Billet radio pour la Première (RTBF) – 29 septembre 2009
On a dernièrement beaucoup glosé sur les « assises pour l’interculturalité » convoquées durant une année par la Ministre de l’égalité des chances. Sans aborder ici le fond, parlons du recours de plus en plus fréquent à ce genre d’outils de consultation. Les termes choisis, d’abord, font toujours référence à l’histoire et au lien avec le peuple ; on parle tantôt d’assises, d’états généraux, de contrat ou autre grenelle. La création de ces forums semble se profiler lorsqu’un problème est devenu trop sérieux pour être ignoré par le politique, mais paraît toutefois trop délicat pour être tranché, et qu’il faut donc compenser l’inaction par un signal participatif. Cela permet aussi de gagner du temps, qui comme vous le savez est le bien politique le plus précieux.
Or, si l’intention de combler le fossé entre gouvernants et gouvernés est louable, le risque de contre-productivité est réel. D’abord parce qu’en général ces manifestations n’aboutissent qu’à très peu de choses au regard de l’énergie dépensée par celles de ceux qui s’y prêtent, généralement issus de la société civile d’ailleurs. Au mieux, les conclusions se déclinent en termes consensuels et irréfutables, alors que la traduction concrète des options demande, elle, des choix techniques et budgétaires. Ces choix impliquent des arbitrages si complexes qu’ils ne peuvent être laissés à une assemblée thématique volontaire mais devront être tranchés par le pouvoir politique – le seul démocratiquement légitime, soit dit en passant.

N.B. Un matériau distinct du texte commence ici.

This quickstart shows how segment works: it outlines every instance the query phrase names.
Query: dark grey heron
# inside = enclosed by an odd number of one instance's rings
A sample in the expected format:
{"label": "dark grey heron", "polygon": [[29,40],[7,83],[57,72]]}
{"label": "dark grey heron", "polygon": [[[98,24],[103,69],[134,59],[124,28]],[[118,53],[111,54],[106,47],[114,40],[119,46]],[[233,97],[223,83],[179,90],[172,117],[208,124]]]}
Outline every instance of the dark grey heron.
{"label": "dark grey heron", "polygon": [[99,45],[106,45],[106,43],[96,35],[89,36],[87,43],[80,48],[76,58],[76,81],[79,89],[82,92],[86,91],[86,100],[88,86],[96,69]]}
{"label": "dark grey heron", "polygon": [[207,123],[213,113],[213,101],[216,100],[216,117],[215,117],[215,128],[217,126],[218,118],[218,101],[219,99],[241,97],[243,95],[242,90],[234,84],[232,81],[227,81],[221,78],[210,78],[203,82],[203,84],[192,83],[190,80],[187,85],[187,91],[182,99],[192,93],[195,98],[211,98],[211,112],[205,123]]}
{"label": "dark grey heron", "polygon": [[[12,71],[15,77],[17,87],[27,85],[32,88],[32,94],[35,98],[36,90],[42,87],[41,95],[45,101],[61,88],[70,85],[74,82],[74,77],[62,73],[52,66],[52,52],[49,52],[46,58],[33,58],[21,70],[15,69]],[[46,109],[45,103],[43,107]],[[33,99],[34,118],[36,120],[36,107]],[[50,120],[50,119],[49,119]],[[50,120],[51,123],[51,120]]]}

Ce qui est inquiétant, en réalité, c’est que le recours à de tels outils traduit l’impuissance du politique face à un monde de plus en plus complexe, dans un pays certes très difficile à gérer, où la moindre décision doit se négocier durement entre partis, communautés, piliers, autant d’acteurs dont la seule présence dilue la force de décision. Faute de décider, il convient de montrer qu’on se préoccupe. Il est objectivement plus facile de convoquer une réunion que d’opérer une réforme.
C’est bien moins risqué, aussi ; à la décharge des autorités, il faut le reconnaître, les citoyens sont peu enclins au changement et à l’acceptation des rares décisions que le politique peut encore prendre. Quand la simple évocation d’une piste d’économie dans l’enseignement engendre un arrêt de travail généralisé, alors qu’il n’y a pas le moindre embryon de décision sur la table, on comprend que les autorités se tétanisent et cherchent des moyens de montrer leur empathie sur les sujets les plus sensibles, quitte à offrir des gages consultatifs.
Mais c’est comme en amour ou en amitié : si vous suggérez trop de promesses que vous ne pouvez pas tenir, vous minez votre relation bien plus sûrement qu’en assumant votre rôle. C’est une question de respect de l’autre. Gouverner, c’est choisir, choisir c’est renoncer, et renoncer c’est décevoir. Aucune assise, aucun contrat ne permettra d’échapper à cette douloureuse équation.